Ale nie chodzi tylko o pieniądze. Mieszkańcy, którzy mają własny transport i środki finansowe na ewakuację, nie zawsze wyjeżdżają. Posiadanie silnej sieci wsparcia społecznego zwykle pozytywnie koreluje z dobrym zdrowiem: na przykład, jeśli masz większą i silniejszą sieć społecznościową, masz mniejsze ryzyko śmiertelność dostosowana do wieku. Ale w przypadku katastrof te sieci wsparcia społecznego mogą w rzeczywistości reprezentować obowiązki, które uniemożliwiają ludziom ucieczkę z niebezpieczeństwa.

Ta dynamika była wyraźnie widoczna w Nowym Orleanie podczas huraganu Katrina. Podczas gdy wielu mieszkańców było krytykowanych za brak ewakuacji, podjęli tę decyzję na podstawie wspólne normy, lokalna kultura i tradycje, odpowiedzialność wobec sieci społecznych i zbiorowa historia co sprawiło, że zaufali sieciom społecznościowym, zamiast postępować zgodnie z instrukcjami władz.

Podczas ewakuacji Nowego Orleanu dla Katriny była powszechnie postrzegane jako porażka, faktycznie udało się pod wieloma względami. Według Narodowej Akademii Inżynierii, więcej osób mogło opuścić miasto w krótszym czasie niż sądzono, że to możliwe.

Jednak wielu, którzy nie mogli się poruszać, było potrójnie narażonych: mieli niskie dochody lub brakowało im transportu, mieszkali w starszych domach w dzielnicach narażonych na powodzie i mieli niewielki dostęp lub wpływ na rozwój lub wdrażanie lokalnych planów i polityk dotyczących klęsk żywiołowych. Musimy wykonać więcej pracy, aby przełożyć złe doświadczenia, takie jak to, na zasady, które mogą chronić zdrowie i bezpieczeństwo mieszkańców, jednocześnie szanując wrodzone mocne strony społeczności, które czasami prowadzą do niepowodzeń w ewakuacji.
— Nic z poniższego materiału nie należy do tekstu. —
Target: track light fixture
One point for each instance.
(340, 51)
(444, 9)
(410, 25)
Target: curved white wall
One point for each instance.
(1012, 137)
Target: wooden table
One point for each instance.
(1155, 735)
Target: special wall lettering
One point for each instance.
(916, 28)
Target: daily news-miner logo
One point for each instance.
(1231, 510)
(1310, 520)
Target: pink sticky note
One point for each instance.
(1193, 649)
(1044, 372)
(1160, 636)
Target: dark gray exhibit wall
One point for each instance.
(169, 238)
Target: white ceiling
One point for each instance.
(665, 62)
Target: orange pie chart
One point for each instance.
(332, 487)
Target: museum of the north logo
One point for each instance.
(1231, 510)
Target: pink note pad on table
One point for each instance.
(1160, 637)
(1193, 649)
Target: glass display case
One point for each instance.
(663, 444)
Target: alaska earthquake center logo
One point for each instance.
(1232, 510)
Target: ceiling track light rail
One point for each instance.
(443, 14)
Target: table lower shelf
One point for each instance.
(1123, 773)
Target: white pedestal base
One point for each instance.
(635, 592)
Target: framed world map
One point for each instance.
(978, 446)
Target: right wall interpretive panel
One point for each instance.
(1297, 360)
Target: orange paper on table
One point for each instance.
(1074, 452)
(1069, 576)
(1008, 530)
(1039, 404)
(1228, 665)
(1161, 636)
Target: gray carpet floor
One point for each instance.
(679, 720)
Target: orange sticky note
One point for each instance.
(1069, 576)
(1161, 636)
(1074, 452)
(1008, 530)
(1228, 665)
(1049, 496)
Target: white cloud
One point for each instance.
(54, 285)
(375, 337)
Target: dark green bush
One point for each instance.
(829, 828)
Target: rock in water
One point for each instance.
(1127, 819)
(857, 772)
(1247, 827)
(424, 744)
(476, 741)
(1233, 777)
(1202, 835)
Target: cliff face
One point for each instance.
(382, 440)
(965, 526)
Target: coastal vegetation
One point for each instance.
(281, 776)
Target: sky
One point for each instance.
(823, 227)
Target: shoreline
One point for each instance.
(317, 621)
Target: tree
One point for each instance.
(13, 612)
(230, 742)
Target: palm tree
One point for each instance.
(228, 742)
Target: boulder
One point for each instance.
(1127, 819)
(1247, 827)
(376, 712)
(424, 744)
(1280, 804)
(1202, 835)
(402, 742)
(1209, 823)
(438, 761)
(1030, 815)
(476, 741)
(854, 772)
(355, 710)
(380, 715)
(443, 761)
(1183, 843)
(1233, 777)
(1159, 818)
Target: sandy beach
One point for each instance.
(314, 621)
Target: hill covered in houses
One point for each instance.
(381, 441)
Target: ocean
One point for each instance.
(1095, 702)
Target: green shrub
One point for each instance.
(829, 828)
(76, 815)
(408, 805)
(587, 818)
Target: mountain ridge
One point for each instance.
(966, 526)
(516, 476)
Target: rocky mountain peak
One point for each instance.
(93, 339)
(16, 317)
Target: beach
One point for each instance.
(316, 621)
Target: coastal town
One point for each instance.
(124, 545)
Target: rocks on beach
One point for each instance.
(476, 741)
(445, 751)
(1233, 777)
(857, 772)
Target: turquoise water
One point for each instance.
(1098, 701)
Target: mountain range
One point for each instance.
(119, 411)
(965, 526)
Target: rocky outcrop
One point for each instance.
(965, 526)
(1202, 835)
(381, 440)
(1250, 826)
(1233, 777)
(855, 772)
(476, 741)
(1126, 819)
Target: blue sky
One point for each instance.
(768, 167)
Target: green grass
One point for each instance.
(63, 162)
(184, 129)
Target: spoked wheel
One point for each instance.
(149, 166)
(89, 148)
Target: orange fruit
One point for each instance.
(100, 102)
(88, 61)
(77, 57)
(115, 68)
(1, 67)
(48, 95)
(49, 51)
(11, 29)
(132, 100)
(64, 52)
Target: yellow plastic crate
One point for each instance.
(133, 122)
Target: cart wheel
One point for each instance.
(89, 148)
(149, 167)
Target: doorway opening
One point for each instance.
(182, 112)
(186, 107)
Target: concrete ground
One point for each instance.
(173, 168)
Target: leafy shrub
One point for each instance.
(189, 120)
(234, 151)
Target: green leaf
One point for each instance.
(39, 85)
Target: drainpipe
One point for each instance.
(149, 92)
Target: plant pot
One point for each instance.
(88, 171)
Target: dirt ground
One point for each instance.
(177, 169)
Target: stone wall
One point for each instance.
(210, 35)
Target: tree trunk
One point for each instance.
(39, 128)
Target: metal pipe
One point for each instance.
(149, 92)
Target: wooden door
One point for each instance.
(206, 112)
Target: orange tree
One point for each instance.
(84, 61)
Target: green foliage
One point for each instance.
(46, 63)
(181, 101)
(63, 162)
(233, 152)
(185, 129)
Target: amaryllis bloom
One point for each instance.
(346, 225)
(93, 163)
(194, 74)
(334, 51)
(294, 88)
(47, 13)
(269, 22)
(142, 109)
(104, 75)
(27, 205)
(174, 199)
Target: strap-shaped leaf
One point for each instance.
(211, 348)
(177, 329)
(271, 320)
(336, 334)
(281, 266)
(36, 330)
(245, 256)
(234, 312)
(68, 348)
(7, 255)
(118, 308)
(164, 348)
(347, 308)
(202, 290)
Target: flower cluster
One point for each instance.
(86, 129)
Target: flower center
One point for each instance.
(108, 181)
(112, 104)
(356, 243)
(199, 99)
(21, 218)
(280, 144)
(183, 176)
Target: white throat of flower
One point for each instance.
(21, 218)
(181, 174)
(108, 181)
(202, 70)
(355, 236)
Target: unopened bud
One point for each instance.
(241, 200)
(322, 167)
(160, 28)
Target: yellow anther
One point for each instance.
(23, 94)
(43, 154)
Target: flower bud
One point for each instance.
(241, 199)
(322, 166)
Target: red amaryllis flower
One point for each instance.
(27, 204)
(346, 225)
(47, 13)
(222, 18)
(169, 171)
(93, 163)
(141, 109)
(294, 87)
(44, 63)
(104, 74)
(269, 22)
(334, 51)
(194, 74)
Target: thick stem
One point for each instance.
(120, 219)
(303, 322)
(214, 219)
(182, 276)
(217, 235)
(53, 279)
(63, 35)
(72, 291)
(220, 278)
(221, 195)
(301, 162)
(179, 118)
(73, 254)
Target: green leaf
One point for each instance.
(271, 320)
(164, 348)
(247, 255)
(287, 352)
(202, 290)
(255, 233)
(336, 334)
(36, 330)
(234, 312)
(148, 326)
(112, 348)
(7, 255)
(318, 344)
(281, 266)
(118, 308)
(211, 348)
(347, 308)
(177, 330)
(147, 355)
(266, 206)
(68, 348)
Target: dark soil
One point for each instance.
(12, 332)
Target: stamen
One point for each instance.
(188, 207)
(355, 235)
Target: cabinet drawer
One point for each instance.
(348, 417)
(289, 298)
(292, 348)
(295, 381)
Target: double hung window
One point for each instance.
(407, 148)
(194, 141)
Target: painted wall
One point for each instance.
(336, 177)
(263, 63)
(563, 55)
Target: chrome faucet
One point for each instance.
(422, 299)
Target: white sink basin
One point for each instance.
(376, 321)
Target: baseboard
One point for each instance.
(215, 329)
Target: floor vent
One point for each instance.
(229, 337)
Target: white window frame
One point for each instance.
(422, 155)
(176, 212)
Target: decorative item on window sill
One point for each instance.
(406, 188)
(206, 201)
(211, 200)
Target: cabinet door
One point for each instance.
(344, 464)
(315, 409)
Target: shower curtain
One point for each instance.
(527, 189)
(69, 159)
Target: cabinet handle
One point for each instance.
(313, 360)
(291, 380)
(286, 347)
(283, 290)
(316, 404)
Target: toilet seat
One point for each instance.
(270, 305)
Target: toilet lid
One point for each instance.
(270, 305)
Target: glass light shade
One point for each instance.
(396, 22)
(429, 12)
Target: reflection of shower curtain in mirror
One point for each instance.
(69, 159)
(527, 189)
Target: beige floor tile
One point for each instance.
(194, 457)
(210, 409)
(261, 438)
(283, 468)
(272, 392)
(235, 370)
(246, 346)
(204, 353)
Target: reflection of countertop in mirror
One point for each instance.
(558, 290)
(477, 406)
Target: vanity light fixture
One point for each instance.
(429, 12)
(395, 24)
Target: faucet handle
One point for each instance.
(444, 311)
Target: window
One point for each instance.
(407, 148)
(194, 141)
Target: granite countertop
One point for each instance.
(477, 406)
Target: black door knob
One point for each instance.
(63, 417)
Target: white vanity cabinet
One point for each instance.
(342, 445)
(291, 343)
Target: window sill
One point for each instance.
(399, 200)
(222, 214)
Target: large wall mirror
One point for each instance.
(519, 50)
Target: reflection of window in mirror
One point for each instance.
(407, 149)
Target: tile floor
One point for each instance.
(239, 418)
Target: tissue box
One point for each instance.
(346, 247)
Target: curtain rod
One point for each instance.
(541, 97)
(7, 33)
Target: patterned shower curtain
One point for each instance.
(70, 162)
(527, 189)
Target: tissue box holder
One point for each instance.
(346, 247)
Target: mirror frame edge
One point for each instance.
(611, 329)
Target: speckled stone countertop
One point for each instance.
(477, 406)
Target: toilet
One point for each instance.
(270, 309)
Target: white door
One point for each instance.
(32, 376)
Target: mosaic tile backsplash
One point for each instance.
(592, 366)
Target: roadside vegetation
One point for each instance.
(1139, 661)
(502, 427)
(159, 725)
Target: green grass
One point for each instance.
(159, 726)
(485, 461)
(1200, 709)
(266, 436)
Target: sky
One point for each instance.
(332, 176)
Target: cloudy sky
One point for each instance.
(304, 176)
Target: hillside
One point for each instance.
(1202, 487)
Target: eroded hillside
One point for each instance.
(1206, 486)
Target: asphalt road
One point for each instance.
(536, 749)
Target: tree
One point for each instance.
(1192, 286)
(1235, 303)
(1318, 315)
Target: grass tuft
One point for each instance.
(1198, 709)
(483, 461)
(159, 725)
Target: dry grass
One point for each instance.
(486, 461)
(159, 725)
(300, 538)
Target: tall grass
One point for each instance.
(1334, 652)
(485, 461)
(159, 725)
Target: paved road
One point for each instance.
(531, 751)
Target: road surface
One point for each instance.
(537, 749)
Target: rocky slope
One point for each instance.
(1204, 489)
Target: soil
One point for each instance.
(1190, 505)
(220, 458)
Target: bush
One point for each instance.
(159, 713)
Przygotowania do kolejnej burzy

Dopiero okaże się, jak dobrze powiodła się ewakuacja przed huraganem Matthew. Dostępne informacje wskazują, że od 35 do 50 procent osób objętych obowiązkowymi nakazami ewakuacji w całej strefie burzy zastosowało się do nich. Wskaźniki te są porównywalne z wcześniejszymi ewakuacjami. I podobnie jak w przypadku poprzednich burz, niektórzy mieszkańcy wybrzeża przenieśli się ze stref burzowych tylko po to, by być uwięzionych tam przez powódź śródlądową.

Od października 16, Zgonów 44 przypisywano huraganowi Matthew w Stanach Zjednoczonych. Wśród nich są mieszkańcy, którzy utonęli po wjechaniu na zalane drogi; zgniecenia i urazy spowodowane przez drzewa spadające na domy i samochody; i niewłaściwe użycie generatorów. Będzie więcej zgonów i obrażeń, gdy mieszkańcy wrócą do domów, aby posprzątać i będą narażeni na zerwane linie energetyczne, pleśń i inne obciążenia, które pogarszają istniejące chroniczne schorzenia.

Obliczenie, ilu ofiar śmiertelnych i obrażeń można było uniknąć, gdyby więcej osób zastosowało się do poleceń ewakuacji, oraz naprawa szkód spowodowanych przez burzę, zajmie więcej czasu. Odbudowa i dokonywanie trudnych wyborów gdzie nie budować ponownie, będzie wyzwaniem dla mieszkańców i decydentów. Ale bardzo ważne jest, aby zmagać się z tymi problemami, abyśmy mogli lepiej reagować na następną burzę, która prawdopodobnie nie nastąpi za 10 lat.

Konwersacje

O autorze

Jennifer Horney, profesor nadzwyczajny epidemiologii i biostatyki, Uniwersytet Texas A&M

Ten artykuł został pierwotnie opublikowany w Konwersacje. Przeczytać oryginalny artykuł.